Swarm memory issues after lots of one-off containers

fasmide commented 7 years ago

Description

I'm creating this issue because we are having weird behavior with docker in swarm mode and I'm finally able to reproduce this so i thought I'd share my findings. I do realize this may have nothing to do with docker but please bear with me...

Run docker in swarm-mode, use say 6 nodes (3 managers, 3 workers) with an overlay network thats encrypted and attachable.

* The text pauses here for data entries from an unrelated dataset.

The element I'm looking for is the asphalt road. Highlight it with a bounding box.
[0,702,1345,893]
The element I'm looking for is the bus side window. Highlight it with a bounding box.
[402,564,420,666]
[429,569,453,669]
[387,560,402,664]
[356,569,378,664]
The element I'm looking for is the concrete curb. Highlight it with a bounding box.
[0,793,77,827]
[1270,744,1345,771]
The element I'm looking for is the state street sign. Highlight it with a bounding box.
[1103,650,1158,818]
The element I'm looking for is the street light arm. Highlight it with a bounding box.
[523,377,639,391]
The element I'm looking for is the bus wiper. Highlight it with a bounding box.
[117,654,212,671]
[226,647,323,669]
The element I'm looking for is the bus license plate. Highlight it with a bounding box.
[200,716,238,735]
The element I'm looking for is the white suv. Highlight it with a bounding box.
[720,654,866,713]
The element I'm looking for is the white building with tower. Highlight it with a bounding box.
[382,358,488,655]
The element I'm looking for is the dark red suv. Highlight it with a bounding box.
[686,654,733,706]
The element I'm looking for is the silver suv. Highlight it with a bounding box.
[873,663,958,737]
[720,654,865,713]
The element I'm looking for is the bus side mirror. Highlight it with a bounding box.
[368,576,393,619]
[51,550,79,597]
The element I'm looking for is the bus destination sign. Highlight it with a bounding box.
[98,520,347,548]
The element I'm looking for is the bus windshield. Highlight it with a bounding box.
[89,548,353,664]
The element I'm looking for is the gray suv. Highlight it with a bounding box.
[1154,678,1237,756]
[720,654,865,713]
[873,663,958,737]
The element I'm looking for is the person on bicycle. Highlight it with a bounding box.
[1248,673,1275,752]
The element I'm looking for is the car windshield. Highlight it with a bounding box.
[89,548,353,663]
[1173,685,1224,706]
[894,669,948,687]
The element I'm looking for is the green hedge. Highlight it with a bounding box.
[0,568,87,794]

Run LOTS of one-off short-lived containers that attaches to the overlay network and does whatever task.

Wait a few hours and the overlay network begins to break down (some containers cannot reach each other, some containers misses dns records for services, running swarm services suddenly looses ability to talk to other services .. seems somewhat random)

Wait a few more minutes and syslog will be full of swarmnodes leaving and joining again and lots of "cannot allocate memory" messages from failed iptables commands, exec docker-init, exec docker-runc and so on...

This makes me think its an docker memory leak, but I'm not sure if its docker, the kernel or something else

Steps to reproduce the issue:

Buy 6 1gb memory, ubuntu 16.04.3 machines somewhere, swarm init and join them.
Create an overlay network docker network create --driver overlay --attachable --subnet 10.51.192.0/20 --opt encrypted my-overlay.
Run whatever helloworld test image just to have something to probe docker service create --name web --network my-overlay --mode=global --publish 80:80 strm/helloworld-http.
On every machine, run lots of short-lived containers, requesting the web service while true; do docker run --rm --network my-overlay byrnedo/alpine-curl -s http://web/ || break; sleep 0.1; done.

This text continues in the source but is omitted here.